Likewise, it seems Warners may also have been aware of the impending clash as (again, according to Komorowski) they shuffled their release schedule to screen Rabbit Rhapsody earlier than they originally intended.
Is it possible that it was just a coincidence? Yes. Here’s how I know.
In my second year of college I was commissioned by the university drama society to write a play to be performed by the newer members of the society. And I wrote a little comedic one act play called “A Play for Bad Actors” which was about a production of an Agatha Christie style murder mystery play that’s been cursed and where everything that can go wrong, does go wrong. And since then, on three separate occasions, people have contacted me to tell me that somebody stole my play.
And I get why they think that. It’s a play about an Agatha Christie style murder mystery play where everything that can go wrong, does go wrong. And indeed, often the very same things go wrong as go wrong in my play. It’s quite eerie, honestly. But I know for a fact that, no, Henry Lewis, Jonathan Sayer and Henry Shields did not steal my play that was seen by at most a hundred people and then proceed to win a Laurence Olivier Award with it. We just had the same basic idea, a pastiche of The Mousetrap, which is the theatrical equivalent of doing a movie making fun of Star Wars. It’s not that original. And once you have the same basic idea, a play going wrong, a lot of the same jokes are going to naturally suggest themselves. Oh no, this actor got their line wrong, oh no, this prop didn’t work etc.
And, by the same token, it’s actually not at all shocking that there were two cartoons in the same year that featured Franz Liszt’s Hungarian Rhapsody Number 2 because I’ve already mentioned two other cartoons that also used that piece of music and, trust me, that’s only scratching the surface. Hell, here’s a Micky Mouse cartoon from all the way back in 1929 that features Mickey playing the piece on a piano.
Hell. Here’s a SEVEN AND A HALF minute compilation cartoons using this piece of music:
So no, the fact that they both used this piece of music isn’t THAT big a coincidence. And likewise, the fact that both cartoons feature their main characters sitting at a piano and playing isn’t that big a coincidence either. What else are they going to be playing, the theremin?

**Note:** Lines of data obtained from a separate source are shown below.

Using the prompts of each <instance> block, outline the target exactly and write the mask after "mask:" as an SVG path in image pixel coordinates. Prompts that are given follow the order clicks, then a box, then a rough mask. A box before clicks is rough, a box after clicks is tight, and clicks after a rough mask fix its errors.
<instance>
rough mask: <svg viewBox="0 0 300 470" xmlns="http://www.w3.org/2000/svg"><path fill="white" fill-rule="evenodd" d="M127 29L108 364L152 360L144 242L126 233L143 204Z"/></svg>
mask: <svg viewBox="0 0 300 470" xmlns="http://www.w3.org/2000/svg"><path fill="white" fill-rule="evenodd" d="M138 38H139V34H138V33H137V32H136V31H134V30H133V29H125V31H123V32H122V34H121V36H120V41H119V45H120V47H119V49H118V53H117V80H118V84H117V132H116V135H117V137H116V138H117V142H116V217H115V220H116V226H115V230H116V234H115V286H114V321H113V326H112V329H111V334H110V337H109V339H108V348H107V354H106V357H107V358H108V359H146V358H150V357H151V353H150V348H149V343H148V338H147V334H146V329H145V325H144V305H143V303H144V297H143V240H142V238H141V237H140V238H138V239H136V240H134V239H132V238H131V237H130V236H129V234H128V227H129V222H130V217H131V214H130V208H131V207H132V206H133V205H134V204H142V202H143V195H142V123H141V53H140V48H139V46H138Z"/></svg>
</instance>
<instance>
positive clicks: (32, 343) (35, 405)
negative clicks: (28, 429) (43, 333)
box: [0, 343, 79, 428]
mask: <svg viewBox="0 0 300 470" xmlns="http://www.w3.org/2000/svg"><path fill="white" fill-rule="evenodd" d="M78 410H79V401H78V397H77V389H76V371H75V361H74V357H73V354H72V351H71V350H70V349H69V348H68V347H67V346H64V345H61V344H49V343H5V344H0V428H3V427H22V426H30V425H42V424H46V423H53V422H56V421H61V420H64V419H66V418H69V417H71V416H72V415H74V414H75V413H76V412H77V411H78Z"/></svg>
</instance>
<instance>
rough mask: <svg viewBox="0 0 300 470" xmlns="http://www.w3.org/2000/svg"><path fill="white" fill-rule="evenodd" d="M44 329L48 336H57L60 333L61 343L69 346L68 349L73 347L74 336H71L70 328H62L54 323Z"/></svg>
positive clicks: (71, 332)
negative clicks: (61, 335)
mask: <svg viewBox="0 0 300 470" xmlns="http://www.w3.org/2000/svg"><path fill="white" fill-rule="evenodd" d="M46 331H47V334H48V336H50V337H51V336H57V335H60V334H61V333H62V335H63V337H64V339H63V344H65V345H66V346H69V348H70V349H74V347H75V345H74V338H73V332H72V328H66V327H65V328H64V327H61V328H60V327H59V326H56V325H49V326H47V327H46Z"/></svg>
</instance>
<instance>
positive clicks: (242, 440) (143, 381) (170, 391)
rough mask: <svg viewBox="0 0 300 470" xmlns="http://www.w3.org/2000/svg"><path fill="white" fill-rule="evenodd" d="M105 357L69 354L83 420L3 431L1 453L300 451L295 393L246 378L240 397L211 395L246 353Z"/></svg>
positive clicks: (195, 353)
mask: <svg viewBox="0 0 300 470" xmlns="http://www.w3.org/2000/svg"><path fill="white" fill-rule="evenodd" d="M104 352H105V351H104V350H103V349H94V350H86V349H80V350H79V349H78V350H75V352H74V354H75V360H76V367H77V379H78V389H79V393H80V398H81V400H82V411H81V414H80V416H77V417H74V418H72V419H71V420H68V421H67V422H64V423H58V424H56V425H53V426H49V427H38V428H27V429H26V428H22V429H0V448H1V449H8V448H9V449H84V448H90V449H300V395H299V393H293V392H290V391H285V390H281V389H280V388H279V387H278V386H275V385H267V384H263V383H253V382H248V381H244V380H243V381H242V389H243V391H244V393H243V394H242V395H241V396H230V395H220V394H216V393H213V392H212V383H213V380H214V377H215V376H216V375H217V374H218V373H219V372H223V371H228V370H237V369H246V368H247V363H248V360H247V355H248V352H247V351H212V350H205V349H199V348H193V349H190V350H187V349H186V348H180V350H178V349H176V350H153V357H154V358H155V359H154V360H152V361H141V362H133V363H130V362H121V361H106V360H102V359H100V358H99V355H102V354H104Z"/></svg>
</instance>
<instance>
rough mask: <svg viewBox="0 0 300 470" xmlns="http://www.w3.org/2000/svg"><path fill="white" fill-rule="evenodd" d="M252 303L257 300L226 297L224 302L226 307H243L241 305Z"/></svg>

And once you accept that that’s not such a big coincidence, the similarities suddenly seem less jarring. Because, let’s face it, the two cartoons are hardly carbon copies of each other. Tom doesn’t play his piano like a type writer. Bugs doesn’t get his fingers flattened by the piano lid. There are similar jokes, certainly, but that can just be explained by the fact that they’re riffing off the same piece of music which lends itself to the same gags.
But ultimately, it comes down to a complete lack of motive. What was the result of the controversy? Suspicion and accusations of plagiarism that persist to this day and tarnished both MGM and Warner Bros.
What was the benefit? Sure, MGM got an Oscar for Cat Concerto, but that was luck of the draw. If Rabbit Rhapsody had been shown before Cat Concerto, the Academy voters might well have deemed their cartoon to be the rip off instead. More to the point do you really think Friz Freleng suddenly ran out of ideas and needed to steal one? Do you really think William Hanna or Joseph Barbera decided to just half ass things and copy whatever was popular at the time?
These men weren’t hacks (in the forties). These were three of the greatest names in the history of short form animation (in the forties).
Sometimes, great minds really do just think alike.